First of all, I am happy that Ryan is gone. He had some hits, and he had some misses, but he was NEVER going to be the guy to take us to the promised land. Someone on the radio said that giving James Jones this trial run for this season may tell us whether he's going to be a good GM or not. I can't help but notice the parallels between this situation and the way Earl Watson was hired as HC. The only difference I can see is that Jones has had a full year in the organization in an "official" front office role, which is more than you can say for Watson up until his interim tag.
As for this offseason, there is some good and there is some bad. The bad really is the trading. I like Mikal Bridges, and I've been on record saying that the Miami pick wasn't as golden an asset as others have said, but we turned Zhaire Smith, the Miami pick, Brandon Knight and Marquese Chriss into Bridges, Ryan Anderson and DeAnthony Melton. Oh, and the Bridges pick was actually the Laker pick we had given up when we acquired Knight in the first place. The irony is not lost, and to me, that is a huge "x" on Ryan's record.
But I think mostly this is about where we are on the PG front. Which is, nowhere. We can't know what's happened behind the scenes, but the fact that we don't have a point guard yet is a problem. I'm also speculating, that when Sarver approved the Knight/Chriss trade, he approved it on the caveat that Ryan would soon after acquire a point guard. That obviously has not happened, and Sarver was probably already on the fence about the front office to begin with, so there's your tipping point.
A lot has been thrown at the feet of Sarver, and yes, he is definitely not our favorite person, but this was the right move for this team. Ayton and Booker aside, our scouting has been atrocious, which is supposed to be Ryan's specialty. So firing Ryan and the head scout was the right play.
A lot has also been made about the timing. A talking head on ESPN, I don't know who, made an interesting point about the timing. Hiring a GM before the draft is dicey because there is a very small window of time for whoever the new GM is to research the team enough to have good input about draft picks and even trades later in the summer. I don't know if that's a GOOD point, but it's something to think about.

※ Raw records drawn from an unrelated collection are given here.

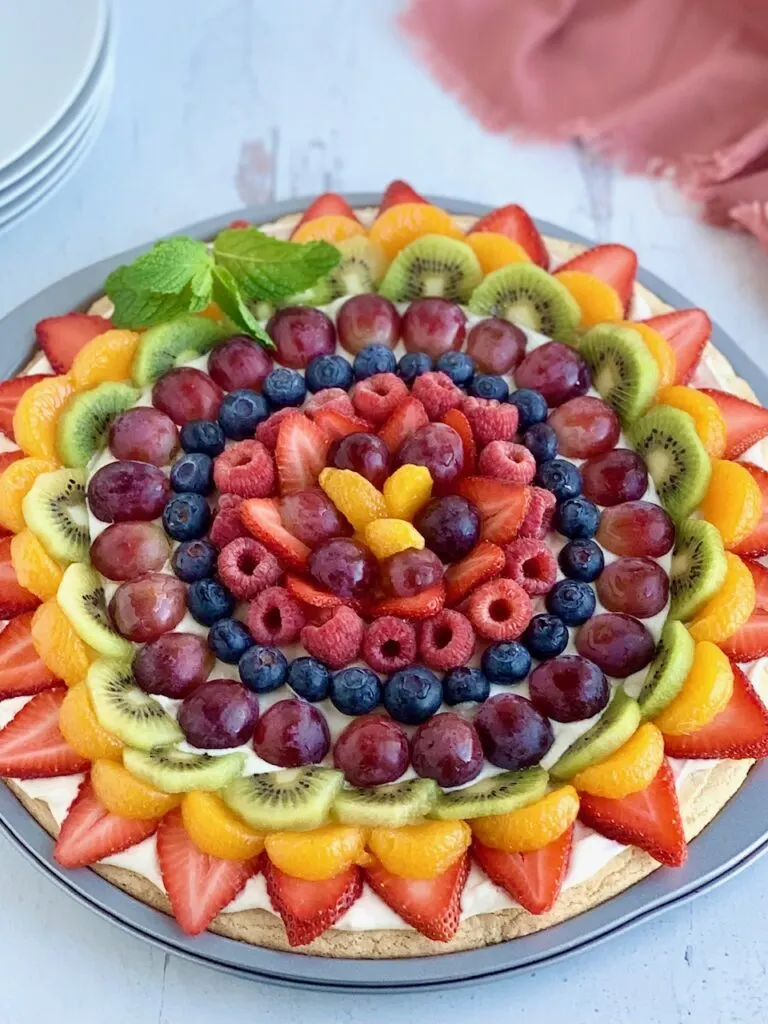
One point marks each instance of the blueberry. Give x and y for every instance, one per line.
x=329, y=371
x=193, y=473
x=284, y=388
x=531, y=407
x=412, y=695
x=228, y=640
x=194, y=560
x=582, y=560
x=208, y=601
x=413, y=365
x=309, y=679
x=572, y=601
x=463, y=685
x=185, y=517
x=354, y=691
x=546, y=636
x=263, y=669
x=506, y=662
x=578, y=518
x=374, y=359
x=561, y=477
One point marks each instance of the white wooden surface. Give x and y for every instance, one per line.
x=225, y=102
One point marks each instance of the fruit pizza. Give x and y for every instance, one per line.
x=380, y=583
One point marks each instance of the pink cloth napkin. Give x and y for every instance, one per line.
x=673, y=87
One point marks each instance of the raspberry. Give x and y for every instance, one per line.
x=246, y=469
x=446, y=641
x=500, y=609
x=507, y=461
x=338, y=641
x=389, y=644
x=275, y=616
x=491, y=420
x=530, y=563
x=246, y=567
x=437, y=393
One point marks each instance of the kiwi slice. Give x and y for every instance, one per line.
x=676, y=458
x=698, y=567
x=296, y=799
x=54, y=510
x=86, y=419
x=81, y=597
x=668, y=671
x=432, y=265
x=616, y=724
x=495, y=795
x=161, y=345
x=528, y=296
x=172, y=770
x=122, y=708
x=390, y=806
x=624, y=372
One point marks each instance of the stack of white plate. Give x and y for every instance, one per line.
x=56, y=72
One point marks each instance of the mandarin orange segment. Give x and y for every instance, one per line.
x=530, y=827
x=630, y=769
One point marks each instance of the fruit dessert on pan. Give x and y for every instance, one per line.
x=379, y=581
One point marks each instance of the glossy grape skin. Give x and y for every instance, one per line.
x=128, y=491
x=127, y=550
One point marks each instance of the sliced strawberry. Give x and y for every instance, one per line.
x=432, y=906
x=687, y=331
x=649, y=819
x=62, y=337
x=198, y=885
x=300, y=454
x=513, y=221
x=485, y=561
x=740, y=730
x=745, y=423
x=534, y=880
x=261, y=518
x=502, y=506
x=31, y=744
x=309, y=908
x=616, y=265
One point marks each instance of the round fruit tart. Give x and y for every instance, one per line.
x=375, y=589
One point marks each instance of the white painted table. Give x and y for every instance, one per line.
x=225, y=102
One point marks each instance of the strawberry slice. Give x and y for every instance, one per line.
x=614, y=264
x=261, y=517
x=687, y=331
x=300, y=454
x=62, y=337
x=485, y=561
x=534, y=880
x=31, y=744
x=513, y=221
x=432, y=906
x=502, y=506
x=740, y=730
x=22, y=670
x=309, y=908
x=198, y=885
x=745, y=423
x=649, y=819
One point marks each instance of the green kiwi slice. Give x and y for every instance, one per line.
x=297, y=799
x=624, y=372
x=698, y=567
x=432, y=266
x=676, y=458
x=527, y=295
x=54, y=510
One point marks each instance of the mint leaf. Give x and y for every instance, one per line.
x=268, y=268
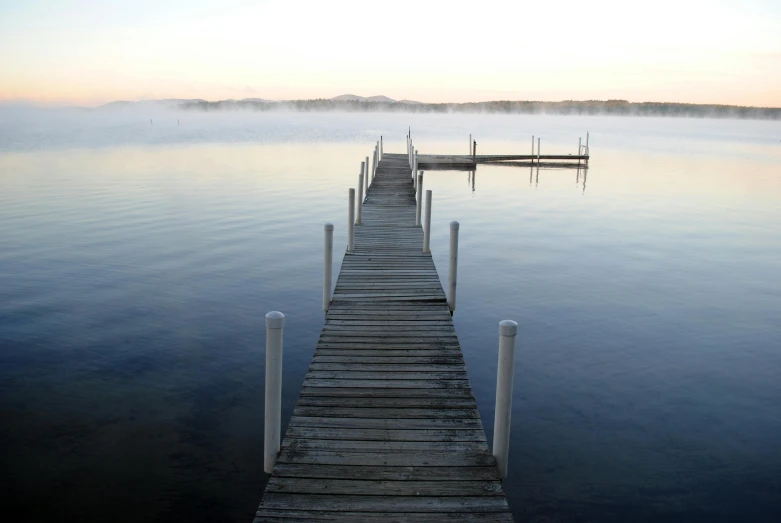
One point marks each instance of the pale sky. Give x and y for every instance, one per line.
x=90, y=52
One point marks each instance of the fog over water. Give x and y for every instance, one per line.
x=137, y=260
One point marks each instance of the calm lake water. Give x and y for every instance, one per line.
x=137, y=263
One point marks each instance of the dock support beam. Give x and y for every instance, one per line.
x=328, y=264
x=504, y=394
x=427, y=224
x=351, y=222
x=452, y=273
x=275, y=322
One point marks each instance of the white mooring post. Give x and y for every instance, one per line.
x=374, y=165
x=360, y=196
x=328, y=264
x=504, y=394
x=451, y=276
x=351, y=222
x=419, y=203
x=275, y=323
x=427, y=224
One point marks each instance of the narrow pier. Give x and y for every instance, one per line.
x=386, y=427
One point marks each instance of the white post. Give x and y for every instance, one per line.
x=360, y=196
x=427, y=224
x=275, y=322
x=504, y=394
x=328, y=265
x=374, y=167
x=451, y=277
x=351, y=222
x=419, y=204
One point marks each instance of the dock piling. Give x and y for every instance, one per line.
x=453, y=269
x=504, y=394
x=328, y=264
x=275, y=322
x=351, y=221
x=419, y=204
x=427, y=224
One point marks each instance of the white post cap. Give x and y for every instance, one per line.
x=275, y=320
x=508, y=328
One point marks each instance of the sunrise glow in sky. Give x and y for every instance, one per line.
x=91, y=52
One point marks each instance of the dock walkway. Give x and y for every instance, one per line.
x=386, y=427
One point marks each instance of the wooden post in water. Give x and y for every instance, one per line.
x=504, y=394
x=328, y=265
x=275, y=322
x=351, y=221
x=419, y=204
x=360, y=195
x=415, y=162
x=451, y=276
x=587, y=151
x=427, y=224
x=374, y=163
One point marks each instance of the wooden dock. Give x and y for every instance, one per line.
x=386, y=427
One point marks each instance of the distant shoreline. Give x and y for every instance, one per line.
x=590, y=107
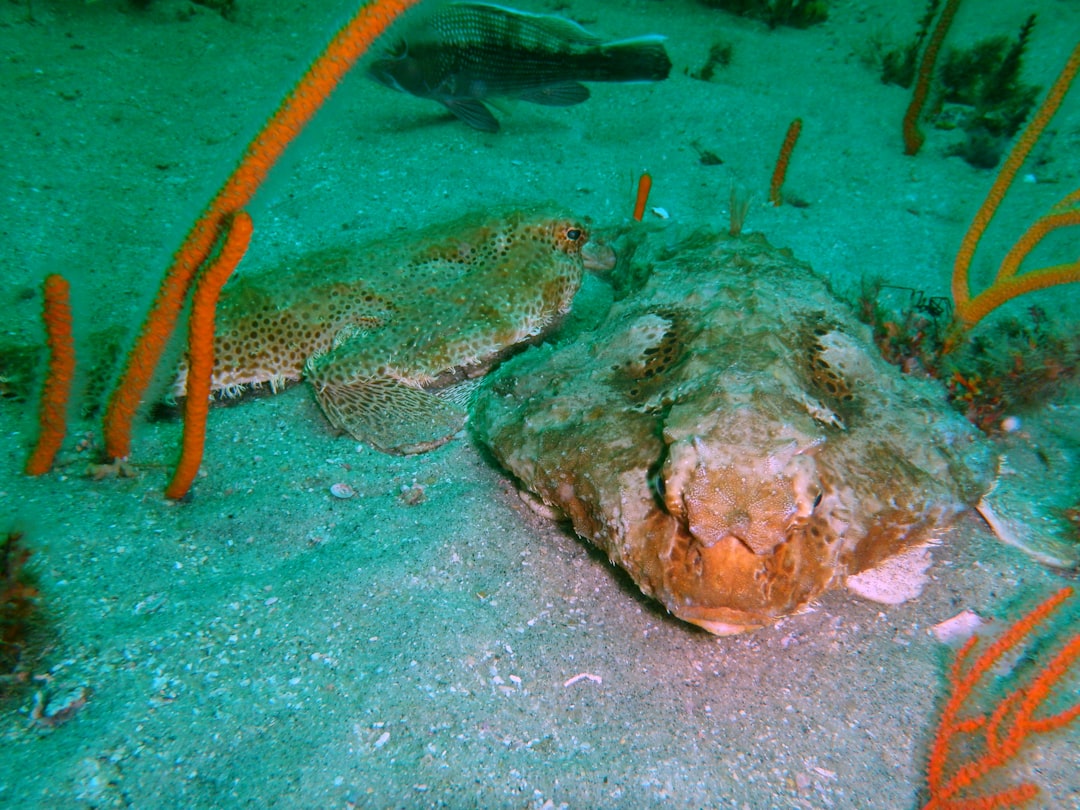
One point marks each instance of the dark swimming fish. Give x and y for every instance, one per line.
x=468, y=53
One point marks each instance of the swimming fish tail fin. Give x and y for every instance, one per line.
x=637, y=59
x=389, y=415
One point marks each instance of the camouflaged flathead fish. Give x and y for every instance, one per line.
x=390, y=336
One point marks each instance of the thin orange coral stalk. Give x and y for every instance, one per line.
x=201, y=352
x=52, y=414
x=299, y=106
x=780, y=171
x=914, y=136
x=1008, y=284
x=1008, y=727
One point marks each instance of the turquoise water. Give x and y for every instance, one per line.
x=418, y=645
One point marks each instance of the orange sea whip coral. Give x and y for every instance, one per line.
x=785, y=157
x=913, y=136
x=201, y=351
x=644, y=186
x=1008, y=285
x=52, y=415
x=1008, y=727
x=299, y=106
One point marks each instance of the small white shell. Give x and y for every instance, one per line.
x=342, y=490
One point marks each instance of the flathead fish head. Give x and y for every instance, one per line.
x=564, y=234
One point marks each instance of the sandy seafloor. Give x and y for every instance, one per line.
x=268, y=645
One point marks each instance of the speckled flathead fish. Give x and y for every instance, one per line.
x=392, y=336
x=467, y=53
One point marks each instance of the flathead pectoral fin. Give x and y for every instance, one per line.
x=473, y=112
x=389, y=415
x=564, y=94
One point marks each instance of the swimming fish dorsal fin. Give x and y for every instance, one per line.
x=473, y=112
x=549, y=24
x=389, y=415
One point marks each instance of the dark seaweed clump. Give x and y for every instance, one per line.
x=984, y=95
x=1014, y=365
x=898, y=65
x=719, y=56
x=794, y=13
x=17, y=604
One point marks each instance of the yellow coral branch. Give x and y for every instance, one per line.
x=1008, y=284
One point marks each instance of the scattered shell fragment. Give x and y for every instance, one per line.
x=896, y=580
x=342, y=490
x=959, y=629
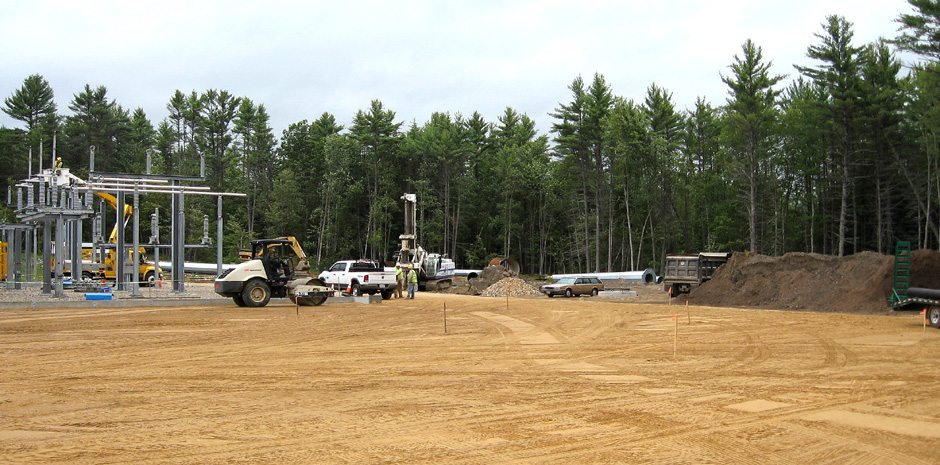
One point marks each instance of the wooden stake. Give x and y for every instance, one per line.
x=675, y=341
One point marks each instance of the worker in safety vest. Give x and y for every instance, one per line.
x=399, y=281
x=412, y=282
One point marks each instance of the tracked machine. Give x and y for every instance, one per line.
x=435, y=271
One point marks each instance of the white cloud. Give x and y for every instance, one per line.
x=303, y=58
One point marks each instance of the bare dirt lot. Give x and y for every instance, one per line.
x=545, y=381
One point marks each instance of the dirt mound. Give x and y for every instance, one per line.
x=515, y=287
x=488, y=277
x=856, y=283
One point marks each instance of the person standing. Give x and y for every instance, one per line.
x=412, y=282
x=399, y=280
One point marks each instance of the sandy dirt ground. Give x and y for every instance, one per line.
x=568, y=381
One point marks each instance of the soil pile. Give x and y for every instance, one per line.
x=515, y=287
x=488, y=277
x=856, y=283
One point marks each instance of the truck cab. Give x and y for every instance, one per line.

And then we come to Igor. Many have been complaining about WHY would you let a GM you're going to fire hire a new coach, draft four guys, sign a free agent and make trades and THEN fire him? Well, regardless who the GM is, Igor was the right hire, IMO. He was IMO the best available coach at the time, and I have no regrets about that. Drafting Ayton was a no-brainer, and it's a good possibility that both Bridges and Okobo will work out. We got Bridges, who I think is a good player and could become Trevor Ariza sooner rather than later. The only "not great" move that I felt Ryan has made this summer was not picking up a starting-caliber point guard. Everything else I thought was fine, and in fact, last week I would have given us a B+, if not an A, for this summer's moves.
So it all boils down to the moves that Ryan DIDN'T make this offseason and his blunders of offseason's past. Justified? Yes. Bad timing? Probably.
But for the best IMO, so I'm not going to rake Sarver over the coals for this one.